Do I have to have a bread machine to use this product?
No, it can also be made by hand and baked in the oven. Instructions are on the back of the box.
Can I use the machine to make dough, then bake in the oven?
Yes. Use your machine’s dough cycle.
What order do I put the ingredients in the machine?
Liquid, dry mix, fat, yeast is the general order. Consult your bread machine’s instructions.
Is the yeast inside the sealed pouch?
No, it is separate from the bread mix pouch. The yeast packet is attached to the pouch, inside the paperboard box.
How much yeast is in your packet?
6 grams or 1 ½ tsp.
What temperature should the water be for the yeast?
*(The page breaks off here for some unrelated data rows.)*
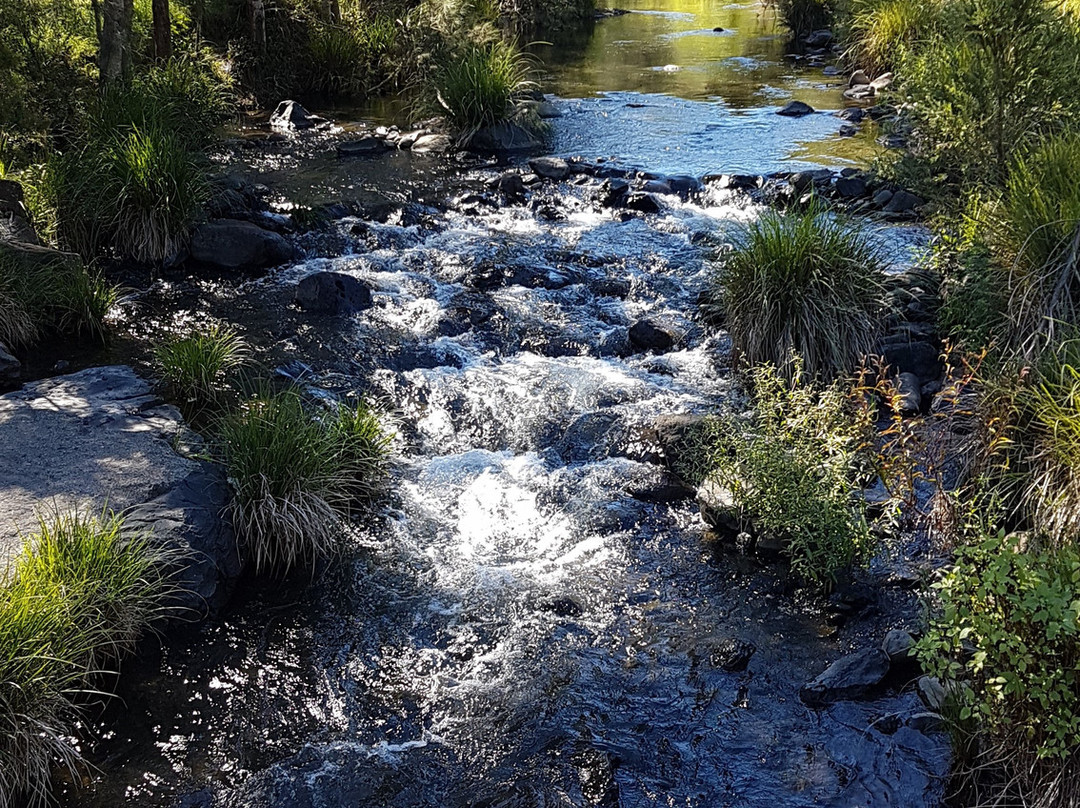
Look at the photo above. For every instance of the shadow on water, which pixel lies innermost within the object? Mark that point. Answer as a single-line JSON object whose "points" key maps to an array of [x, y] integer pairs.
{"points": [[528, 622]]}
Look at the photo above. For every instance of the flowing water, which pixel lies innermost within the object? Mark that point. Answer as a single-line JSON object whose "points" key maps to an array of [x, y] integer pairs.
{"points": [[529, 621]]}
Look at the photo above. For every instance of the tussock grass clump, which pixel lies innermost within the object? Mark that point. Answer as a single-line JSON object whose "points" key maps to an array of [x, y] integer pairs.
{"points": [[76, 600], [198, 366], [882, 30], [800, 283], [296, 474], [478, 85], [40, 296]]}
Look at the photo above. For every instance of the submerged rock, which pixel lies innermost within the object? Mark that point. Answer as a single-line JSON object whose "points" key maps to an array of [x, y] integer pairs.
{"points": [[855, 676], [234, 244], [333, 293], [796, 109]]}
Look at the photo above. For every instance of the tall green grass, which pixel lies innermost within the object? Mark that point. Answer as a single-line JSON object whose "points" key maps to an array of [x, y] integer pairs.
{"points": [[39, 297], [197, 366], [297, 473], [76, 600], [802, 283], [480, 85]]}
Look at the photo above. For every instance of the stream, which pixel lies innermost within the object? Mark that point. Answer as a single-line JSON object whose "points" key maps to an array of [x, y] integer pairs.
{"points": [[529, 621]]}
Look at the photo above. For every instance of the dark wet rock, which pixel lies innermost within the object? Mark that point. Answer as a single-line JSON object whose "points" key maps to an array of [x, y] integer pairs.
{"points": [[367, 146], [234, 244], [657, 186], [291, 116], [189, 516], [932, 692], [858, 675], [563, 607], [898, 645], [550, 167], [643, 202], [433, 144], [333, 293], [732, 655], [647, 336], [852, 115], [851, 187], [613, 192], [909, 390], [503, 137], [11, 368], [918, 358], [796, 109], [903, 202]]}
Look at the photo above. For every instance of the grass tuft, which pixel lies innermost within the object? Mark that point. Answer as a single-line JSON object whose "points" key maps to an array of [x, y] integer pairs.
{"points": [[77, 598], [296, 474], [800, 283]]}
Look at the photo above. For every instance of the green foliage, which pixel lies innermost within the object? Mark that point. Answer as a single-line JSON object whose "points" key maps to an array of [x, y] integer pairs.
{"points": [[198, 366], [882, 31], [993, 77], [76, 600], [49, 296], [1007, 633], [801, 283], [480, 85], [296, 474], [792, 471], [804, 16]]}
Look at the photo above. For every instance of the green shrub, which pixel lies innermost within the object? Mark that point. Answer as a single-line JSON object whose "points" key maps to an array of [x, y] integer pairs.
{"points": [[197, 366], [792, 471], [41, 296], [296, 474], [994, 77], [1007, 634], [800, 283], [75, 601], [480, 85]]}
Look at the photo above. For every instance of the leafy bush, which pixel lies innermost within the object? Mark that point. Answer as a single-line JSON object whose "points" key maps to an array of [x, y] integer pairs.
{"points": [[41, 296], [1007, 633], [800, 283], [76, 600], [480, 85], [198, 365], [792, 471], [993, 78], [295, 474]]}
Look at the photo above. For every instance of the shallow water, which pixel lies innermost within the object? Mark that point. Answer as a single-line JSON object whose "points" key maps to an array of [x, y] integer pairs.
{"points": [[527, 622]]}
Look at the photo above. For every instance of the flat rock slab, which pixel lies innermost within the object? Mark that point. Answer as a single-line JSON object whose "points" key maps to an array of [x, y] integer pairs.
{"points": [[102, 436]]}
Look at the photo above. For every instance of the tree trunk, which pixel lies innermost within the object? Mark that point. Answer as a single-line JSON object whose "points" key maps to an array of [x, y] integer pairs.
{"points": [[257, 17], [162, 31], [111, 41]]}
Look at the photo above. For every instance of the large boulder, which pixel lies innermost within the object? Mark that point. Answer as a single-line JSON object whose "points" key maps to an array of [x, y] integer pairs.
{"points": [[503, 137], [235, 244], [333, 293], [855, 676], [100, 436]]}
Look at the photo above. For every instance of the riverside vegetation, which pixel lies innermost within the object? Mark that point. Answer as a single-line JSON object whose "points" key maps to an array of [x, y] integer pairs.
{"points": [[115, 165], [983, 90]]}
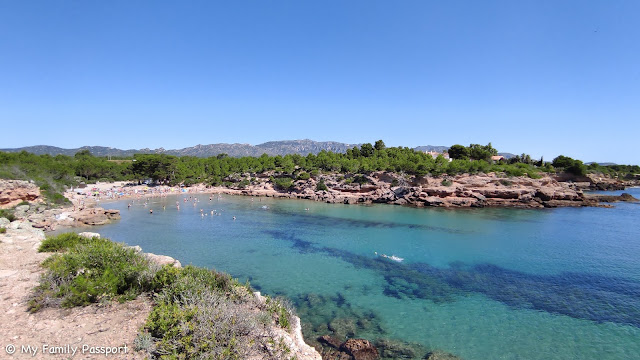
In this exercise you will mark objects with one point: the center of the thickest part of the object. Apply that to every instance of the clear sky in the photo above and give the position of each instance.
(541, 77)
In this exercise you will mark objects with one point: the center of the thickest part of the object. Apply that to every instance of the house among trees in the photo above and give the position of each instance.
(435, 154)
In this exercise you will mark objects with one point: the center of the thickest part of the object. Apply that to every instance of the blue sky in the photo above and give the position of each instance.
(541, 77)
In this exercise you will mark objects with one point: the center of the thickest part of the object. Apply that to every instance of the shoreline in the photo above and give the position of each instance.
(107, 325)
(463, 191)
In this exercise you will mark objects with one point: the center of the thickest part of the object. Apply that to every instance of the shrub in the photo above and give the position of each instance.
(204, 314)
(304, 176)
(283, 183)
(321, 186)
(91, 270)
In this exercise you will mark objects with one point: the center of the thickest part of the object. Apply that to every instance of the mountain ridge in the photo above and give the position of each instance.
(281, 147)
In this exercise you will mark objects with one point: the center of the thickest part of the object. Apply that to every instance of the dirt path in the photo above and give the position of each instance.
(58, 330)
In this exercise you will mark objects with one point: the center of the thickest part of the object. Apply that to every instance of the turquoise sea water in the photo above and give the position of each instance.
(479, 283)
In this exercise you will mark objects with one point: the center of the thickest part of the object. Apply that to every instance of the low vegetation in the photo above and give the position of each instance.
(197, 313)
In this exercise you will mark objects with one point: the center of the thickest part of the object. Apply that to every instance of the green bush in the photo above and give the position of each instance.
(321, 186)
(8, 214)
(90, 271)
(204, 314)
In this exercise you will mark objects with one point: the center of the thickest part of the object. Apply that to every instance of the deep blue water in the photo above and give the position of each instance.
(479, 283)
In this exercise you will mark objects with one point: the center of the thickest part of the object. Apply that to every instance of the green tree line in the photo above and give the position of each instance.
(55, 172)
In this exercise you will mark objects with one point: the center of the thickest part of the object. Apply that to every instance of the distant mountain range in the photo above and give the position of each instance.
(284, 147)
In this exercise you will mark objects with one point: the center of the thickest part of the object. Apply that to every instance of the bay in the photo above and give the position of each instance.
(479, 283)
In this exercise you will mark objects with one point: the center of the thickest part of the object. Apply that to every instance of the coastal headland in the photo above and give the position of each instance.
(460, 191)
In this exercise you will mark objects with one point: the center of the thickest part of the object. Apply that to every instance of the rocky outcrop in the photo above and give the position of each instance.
(625, 197)
(13, 192)
(351, 349)
(483, 190)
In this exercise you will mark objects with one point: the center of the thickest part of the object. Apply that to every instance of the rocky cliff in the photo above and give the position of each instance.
(485, 190)
(13, 192)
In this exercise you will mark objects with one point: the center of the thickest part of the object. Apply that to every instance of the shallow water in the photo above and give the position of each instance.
(479, 283)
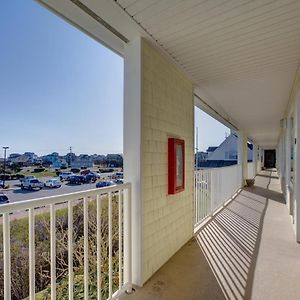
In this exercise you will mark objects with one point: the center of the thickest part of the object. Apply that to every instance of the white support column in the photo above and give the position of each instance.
(288, 164)
(254, 159)
(243, 155)
(297, 168)
(132, 148)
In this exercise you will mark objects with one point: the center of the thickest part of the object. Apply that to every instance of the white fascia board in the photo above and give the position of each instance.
(84, 22)
(107, 10)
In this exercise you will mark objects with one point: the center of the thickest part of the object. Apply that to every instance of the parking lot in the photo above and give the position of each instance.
(15, 193)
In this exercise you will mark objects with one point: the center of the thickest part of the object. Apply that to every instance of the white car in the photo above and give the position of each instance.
(31, 184)
(53, 183)
(66, 175)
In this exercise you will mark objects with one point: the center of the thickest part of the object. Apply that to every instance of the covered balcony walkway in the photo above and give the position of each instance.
(247, 250)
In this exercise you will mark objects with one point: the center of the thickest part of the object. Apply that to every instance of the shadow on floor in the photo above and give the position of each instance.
(267, 176)
(219, 263)
(230, 242)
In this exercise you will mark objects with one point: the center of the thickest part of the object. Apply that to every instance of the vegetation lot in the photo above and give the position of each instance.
(20, 253)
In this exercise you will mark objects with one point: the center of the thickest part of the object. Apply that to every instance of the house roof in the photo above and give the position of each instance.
(211, 149)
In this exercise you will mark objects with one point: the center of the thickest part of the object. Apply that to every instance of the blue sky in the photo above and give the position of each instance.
(60, 88)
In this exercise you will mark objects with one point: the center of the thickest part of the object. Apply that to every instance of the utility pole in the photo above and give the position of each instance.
(4, 164)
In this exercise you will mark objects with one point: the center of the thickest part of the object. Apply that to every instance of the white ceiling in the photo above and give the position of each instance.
(242, 55)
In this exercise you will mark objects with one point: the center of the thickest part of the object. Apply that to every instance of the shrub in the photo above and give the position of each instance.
(20, 252)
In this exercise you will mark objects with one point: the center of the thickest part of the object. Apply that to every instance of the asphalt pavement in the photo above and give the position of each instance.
(17, 194)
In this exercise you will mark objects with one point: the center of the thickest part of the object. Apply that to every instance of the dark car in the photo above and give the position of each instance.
(85, 172)
(3, 199)
(90, 178)
(104, 184)
(76, 179)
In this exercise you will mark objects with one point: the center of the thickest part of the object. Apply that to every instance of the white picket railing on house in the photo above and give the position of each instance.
(251, 170)
(213, 187)
(121, 194)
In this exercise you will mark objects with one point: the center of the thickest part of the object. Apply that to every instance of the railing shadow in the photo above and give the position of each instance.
(230, 242)
(267, 176)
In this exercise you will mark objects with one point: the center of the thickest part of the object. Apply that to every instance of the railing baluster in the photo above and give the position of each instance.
(86, 247)
(127, 239)
(53, 250)
(99, 277)
(31, 254)
(6, 256)
(120, 198)
(110, 243)
(123, 192)
(70, 249)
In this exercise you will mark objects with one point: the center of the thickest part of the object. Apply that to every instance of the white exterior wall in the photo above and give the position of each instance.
(168, 111)
(158, 104)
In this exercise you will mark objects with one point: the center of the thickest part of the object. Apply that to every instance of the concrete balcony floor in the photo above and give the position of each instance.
(246, 251)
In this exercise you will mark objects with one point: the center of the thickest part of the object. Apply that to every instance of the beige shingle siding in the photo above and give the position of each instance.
(167, 110)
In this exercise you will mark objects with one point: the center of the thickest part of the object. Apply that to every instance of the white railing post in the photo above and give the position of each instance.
(127, 240)
(86, 247)
(70, 249)
(53, 251)
(213, 188)
(31, 254)
(99, 277)
(6, 256)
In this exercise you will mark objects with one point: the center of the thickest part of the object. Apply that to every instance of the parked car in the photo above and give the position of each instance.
(104, 184)
(27, 178)
(76, 179)
(32, 183)
(90, 178)
(119, 174)
(119, 181)
(98, 175)
(85, 172)
(3, 199)
(53, 183)
(65, 175)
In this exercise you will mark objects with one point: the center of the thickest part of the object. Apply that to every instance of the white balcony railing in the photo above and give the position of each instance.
(116, 229)
(251, 170)
(213, 187)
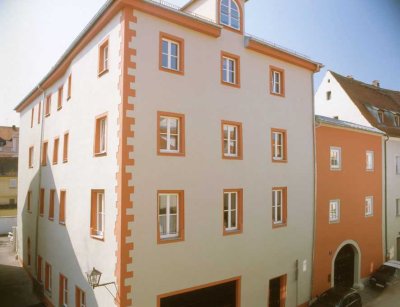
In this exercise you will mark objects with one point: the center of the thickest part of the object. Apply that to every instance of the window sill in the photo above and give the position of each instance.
(103, 72)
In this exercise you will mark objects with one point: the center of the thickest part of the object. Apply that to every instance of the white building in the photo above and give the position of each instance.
(174, 154)
(373, 106)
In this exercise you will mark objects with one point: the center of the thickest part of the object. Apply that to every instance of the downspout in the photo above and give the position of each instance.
(39, 175)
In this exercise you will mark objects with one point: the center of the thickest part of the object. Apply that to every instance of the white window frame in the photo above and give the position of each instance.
(276, 146)
(369, 156)
(339, 158)
(168, 134)
(226, 72)
(230, 210)
(276, 82)
(229, 140)
(369, 206)
(168, 215)
(277, 206)
(170, 55)
(231, 5)
(334, 218)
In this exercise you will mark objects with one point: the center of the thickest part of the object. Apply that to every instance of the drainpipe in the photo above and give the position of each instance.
(39, 175)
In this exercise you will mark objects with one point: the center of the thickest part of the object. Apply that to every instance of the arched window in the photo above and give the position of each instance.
(230, 14)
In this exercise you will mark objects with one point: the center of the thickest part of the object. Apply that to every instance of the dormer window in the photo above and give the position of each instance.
(229, 14)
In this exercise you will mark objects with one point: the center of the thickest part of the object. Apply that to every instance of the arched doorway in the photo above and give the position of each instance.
(344, 267)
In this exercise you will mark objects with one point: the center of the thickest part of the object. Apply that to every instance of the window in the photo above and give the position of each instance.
(171, 134)
(230, 14)
(328, 95)
(170, 216)
(69, 88)
(47, 277)
(48, 105)
(231, 140)
(103, 57)
(39, 269)
(65, 149)
(100, 143)
(381, 117)
(335, 158)
(233, 211)
(279, 206)
(51, 204)
(230, 69)
(171, 53)
(44, 153)
(370, 160)
(41, 202)
(29, 201)
(63, 291)
(97, 214)
(334, 211)
(278, 138)
(55, 150)
(59, 100)
(277, 81)
(398, 207)
(369, 206)
(30, 157)
(80, 298)
(61, 214)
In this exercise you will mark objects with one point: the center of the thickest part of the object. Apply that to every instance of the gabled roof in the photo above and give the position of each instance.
(370, 99)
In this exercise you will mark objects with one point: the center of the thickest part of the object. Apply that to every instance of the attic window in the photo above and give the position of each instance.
(381, 117)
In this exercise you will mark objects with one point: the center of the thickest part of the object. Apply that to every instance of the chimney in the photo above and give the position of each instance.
(376, 83)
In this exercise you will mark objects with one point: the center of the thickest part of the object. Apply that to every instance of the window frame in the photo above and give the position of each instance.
(337, 219)
(339, 166)
(276, 70)
(180, 42)
(239, 141)
(181, 134)
(239, 212)
(180, 217)
(236, 59)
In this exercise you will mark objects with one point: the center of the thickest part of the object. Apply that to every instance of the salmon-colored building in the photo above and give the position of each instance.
(348, 233)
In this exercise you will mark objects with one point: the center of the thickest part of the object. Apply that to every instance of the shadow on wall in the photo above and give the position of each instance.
(52, 241)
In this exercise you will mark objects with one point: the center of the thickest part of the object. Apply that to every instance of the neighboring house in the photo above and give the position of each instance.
(172, 153)
(348, 233)
(373, 106)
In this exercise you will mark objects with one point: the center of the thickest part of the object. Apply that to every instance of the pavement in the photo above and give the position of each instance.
(15, 284)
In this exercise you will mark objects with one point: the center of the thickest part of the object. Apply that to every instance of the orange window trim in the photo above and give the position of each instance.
(284, 207)
(97, 135)
(240, 140)
(102, 47)
(240, 31)
(216, 283)
(48, 105)
(181, 118)
(181, 210)
(284, 135)
(55, 150)
(51, 204)
(236, 58)
(181, 51)
(65, 148)
(41, 202)
(59, 100)
(281, 71)
(61, 215)
(239, 212)
(93, 214)
(44, 153)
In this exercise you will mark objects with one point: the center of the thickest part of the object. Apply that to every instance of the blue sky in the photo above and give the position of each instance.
(352, 37)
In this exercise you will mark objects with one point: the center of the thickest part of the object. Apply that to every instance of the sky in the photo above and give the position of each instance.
(351, 37)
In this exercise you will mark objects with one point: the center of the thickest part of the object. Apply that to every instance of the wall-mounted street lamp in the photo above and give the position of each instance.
(94, 281)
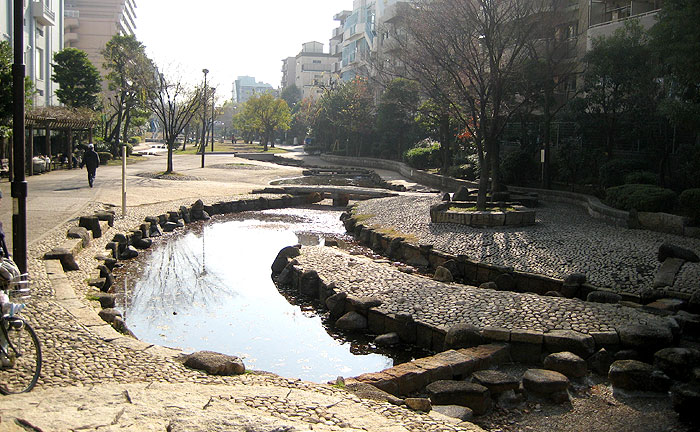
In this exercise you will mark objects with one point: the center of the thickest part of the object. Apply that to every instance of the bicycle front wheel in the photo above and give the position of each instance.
(20, 370)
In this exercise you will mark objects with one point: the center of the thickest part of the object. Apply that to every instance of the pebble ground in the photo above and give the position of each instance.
(565, 240)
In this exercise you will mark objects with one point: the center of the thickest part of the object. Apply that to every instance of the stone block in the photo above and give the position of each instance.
(496, 334)
(569, 340)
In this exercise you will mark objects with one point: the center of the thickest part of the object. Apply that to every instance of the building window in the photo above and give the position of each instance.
(40, 63)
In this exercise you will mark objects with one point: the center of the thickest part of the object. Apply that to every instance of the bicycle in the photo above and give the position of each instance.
(20, 351)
95°-110°F. Cooler and it won’t activate the yeast, and hotter may kill the yeast.
Can I use the rapid rise cycle?
We don’t recommend the use of this cycle as the quality of the bread depends on rise time, and is diminished considerably in a faster cycle.
What type of salt is used?
Kosher salt, no iodine
What is the Natural Flavoring?
It is natural potato flavor.
What is Malted Barley Flour, and why do you use it in this mix?
Malted Barley Flour is made from barley that is malted (e.g. barley that is allowed to germinate), steam-dried, hulled, then ground and sifted. Technically, because it's malted, it has increased enzyme activity. More precisely, it contains alpha amylase, which helps to break down complex sugars and starch in the dough to simple sugars such as maltose, making them easier for yeast to feed on.
It is used commercially a great deal in bread, pizza crusts, crackers, rolls, pretzels etc. as a dough conditioner because of its lower gluten, it causes the dough to be softer, more relaxed and gives a softer crumb texture. Malted Barley Flour contains a small amount of gluten, and a good bit of fiber.